Like, I was the theatre geek. The one who won art contests. The kid who taught themself piano once. And I'd never gotten an A in math!
Well, here's the thing.

EVERYTHING can be broken into maths. Art? You literally have the Fibonacci sequence for setting your proportions. Theatre/music? Well, you have the concept of beats.

And for math - REAL math? You need *creativity*
Logic isn't just sitting around in a stuffy room that needs a good air-out from the mummified remains of various chalk boards. You don't figure out the route from A to B just by.. being. You *need* that creativity - that same creativity that exists in the arts.
I've found that musically inclined folks make amazing engineers. They can destructure like nobody's business.

But the issue is that people who like math curb themselves by saying they're "bad at art", and artists decide they're bad at math.
These disciplines exist together, not separately in a box. Society's impressed upon us there's right and left-brained people, and we just accept that and decide that you can only be good at one thing.

I disagree with that.

Strongly.
Engineering is an art.

Art and math are entwined.

Math's not simply solving for x, or finding derivatives. It's also not properly taught.
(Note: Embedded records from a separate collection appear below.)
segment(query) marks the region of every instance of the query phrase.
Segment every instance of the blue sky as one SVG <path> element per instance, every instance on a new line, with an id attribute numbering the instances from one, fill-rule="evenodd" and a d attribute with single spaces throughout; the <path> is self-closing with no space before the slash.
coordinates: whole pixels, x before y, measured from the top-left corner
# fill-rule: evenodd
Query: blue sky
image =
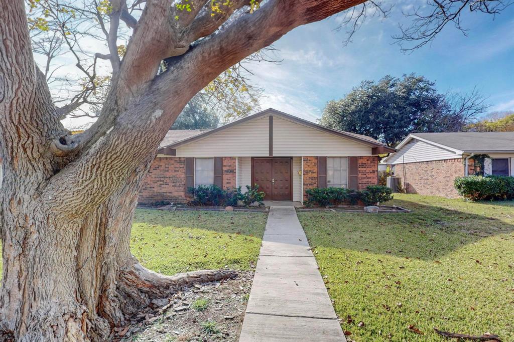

And programming.. well, it's definitely not simply art.
Stop limiting yourself because someone told you that your art was "bad."

Don't decide you can't code because you can't do math. I have dyscalcula (dyslexia that affects numbers) - and I'm doing great in my career.

Don't put yourself in a box.
also, destructuring. I think that's an important topic here.

Learning how to make art is destructuring what you want to put out, into its nuts and bolts. The same happens with writing, music, theatre, etc.